Fragments d’histoire/08
LE COLLÈGE SAINT-VICTOR
Beaucoup désignent encore la partie du Boulevard qui passe derrière le Presbytère et la Gendarmerie par ces mots « derrière collège » et cette expression a été reproduite dans un plan officiel qui mentionne « le Boulevard du Collège[1] ».
Le projet du même Boulevard a figuré dans un plan du 27 avril 1815[2].
Il est intéressant d’évoquer ici un grand souvenir : il s’agit du collège Saint-Victor et de son fondateur.
« Il n’y a dans les colonies françaises aucune école pour les garçons », lit-on dans un document officiel de 1765[3] où se trouvent des idées générales présentées à l’arrivée à la Martinique du Gouverneur Général Comte d’Ennery.
C’est pour remédier à cette situation que le collège Saint-Victor a été créé, le 7 juillet 1768, pour les jeunes gens parle Conseil supérieur de la colonie sous l’impulsion d’un homme dont le nom doit être rappelé et honoré à la Martinique qui attache, avec raison, un si grand prix à l’enseignement, le Père Charles François de Coutances, fondateur aussi un pensionnat de jeunes filles.
Nommé supérieur général des Capucins aux Îles le 30 avril 1753, il y est resté jusqu’à sa mort, en 1790 ; il a donc été 37 ans sur la brèche.
L’école qu’il a fondée a été autorisée par un arrêt du Conseil souverain du 9 mai 1765. La première pierre fut posée le 4 janvier 1766 par le Gouverneur général d’Ennery et le Président Peynier. Elle s’appela « Collège Saint-Victor » du prénom du chef de la colonie et le principal a été M. Barberet et MM. Le Jeune et Prévoteau étaient chargés de la conduite des élèves.
En 1777, le Collège lut confié aux frères des écoles chrétiennes. Deux de ces religieux, les frères Aquilien (Léger Barboché) et Piat de Jésus, (Philibert Leroy) ont été alors envoyés à la Martinique par le Ministre. D’autres les suivirent et l’école se releva. Une subvention annuelle de 6.000 livres devait lui être servie par la caisse des affranchissements.
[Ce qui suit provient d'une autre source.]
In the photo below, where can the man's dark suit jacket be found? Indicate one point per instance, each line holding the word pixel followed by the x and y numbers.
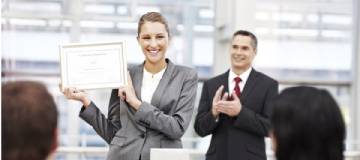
pixel 240 137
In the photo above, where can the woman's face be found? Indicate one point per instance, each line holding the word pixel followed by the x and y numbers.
pixel 154 40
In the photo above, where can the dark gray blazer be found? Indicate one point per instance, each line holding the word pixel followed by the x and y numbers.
pixel 240 137
pixel 161 124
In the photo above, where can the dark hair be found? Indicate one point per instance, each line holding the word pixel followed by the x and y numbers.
pixel 307 125
pixel 29 121
pixel 254 42
pixel 153 17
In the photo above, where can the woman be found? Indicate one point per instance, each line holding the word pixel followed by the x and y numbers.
pixel 154 109
pixel 307 125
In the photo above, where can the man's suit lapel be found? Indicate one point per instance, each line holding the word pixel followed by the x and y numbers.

De son côté aussi, la Guadeloupe devait contribuer aux dépenses de l’école et verser la somme de 5.000 livres par an à prendre sur les droits de cabaret[4].
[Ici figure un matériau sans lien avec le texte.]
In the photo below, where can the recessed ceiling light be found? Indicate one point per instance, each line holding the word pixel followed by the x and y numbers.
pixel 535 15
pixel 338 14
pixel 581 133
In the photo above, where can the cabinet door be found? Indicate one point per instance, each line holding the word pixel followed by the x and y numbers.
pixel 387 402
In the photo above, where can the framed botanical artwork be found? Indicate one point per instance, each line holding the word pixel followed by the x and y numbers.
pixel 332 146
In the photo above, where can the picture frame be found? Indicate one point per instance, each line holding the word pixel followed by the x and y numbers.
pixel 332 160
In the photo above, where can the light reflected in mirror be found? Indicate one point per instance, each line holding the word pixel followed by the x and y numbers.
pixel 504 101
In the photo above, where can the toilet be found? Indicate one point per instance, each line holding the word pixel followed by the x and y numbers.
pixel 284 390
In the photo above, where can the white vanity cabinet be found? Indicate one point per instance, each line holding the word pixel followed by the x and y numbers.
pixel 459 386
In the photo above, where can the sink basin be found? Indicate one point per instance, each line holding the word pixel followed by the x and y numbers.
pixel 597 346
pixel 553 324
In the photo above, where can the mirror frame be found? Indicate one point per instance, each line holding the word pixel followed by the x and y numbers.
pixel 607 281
« Le seul Établissement utile pour la colonie depuis sa fondation a été fait aux dépens et par les soins d’un religieux capucin qui ne possède rien et qui, même par son institution, ne peut rien avoir en propre[5] ».
Le Père Charles-François fut plus généreux encore : pour assurer le fonctionnement du Collège il lui fit don de deux habitations situées aux Anses-d’Arlet[5].
Rien ne rappelle à Fort-de-France son nom qui pourrait être donné à la ruelle qui est entre la Gendarmerie et le Presbytère, sur le terrain même où il a si longtemps vécu et travaillé pour la Martinique et notamment pour l’Enseignement. Cette ruelle n’a pas de désignation.
Le collège a été fermé en 1793.
Mais où se trouvait exactement cet établissement dont il existe un plan détaillé de 1781[6] ?
Un auteur a pensé que ce serait à peu près à la place du Presbytère actuel[7]. Le fait, qu’il n’allègue pas, du reste, qu’en creusant le sol pour poser les fondations de la salle paroissiale, on aurait trouvé un pavé ancien qui serait peut-être un reste de l’établissement, n’est pas une preuve.
Mais des plans de 1783, de 1784 et de 1807, du 1er mai 1826 et du 1er décembre 1847 permettent de dire que le Collège a occupé le terrain borné en partie par les rues de la République et Perrinon y compris celui où est actuellement la Mairie[8].
Un de ces documents est péremptoire, c’est celui du 1er mai 1826, il a pour titre « Plan et élévation de l’ancien collège Saint-Victor, maintenant hospice de charité, au Fort Royal ». Comme la Mairie a remplacé l’hospice, c’est bien le terrain de la Mairie qui est l’emplacement du collège.
- ↑ Plan Grimaud de janvier 1909
- ↑ Arch. minis. Col. no 507.
- ↑ Archives ministère des colonies no 237.
- ↑ Dépêche ministérielle du maréchal de Castries du 3 juillet 1784. Code de la Martinique, tome 3, p. 589.
- ↑ a et b Annales du conseil souverain, tome 2, pages 240 et suivantes.
- ↑ Arch. min col. Atlas Antilles Vol. 1.
- ↑ Histoire de la paroisse de Fort-de-France, par le P. Janin.
- ↑ Arch. min. col. no 379, 380, 407, 486, 680, et 1130.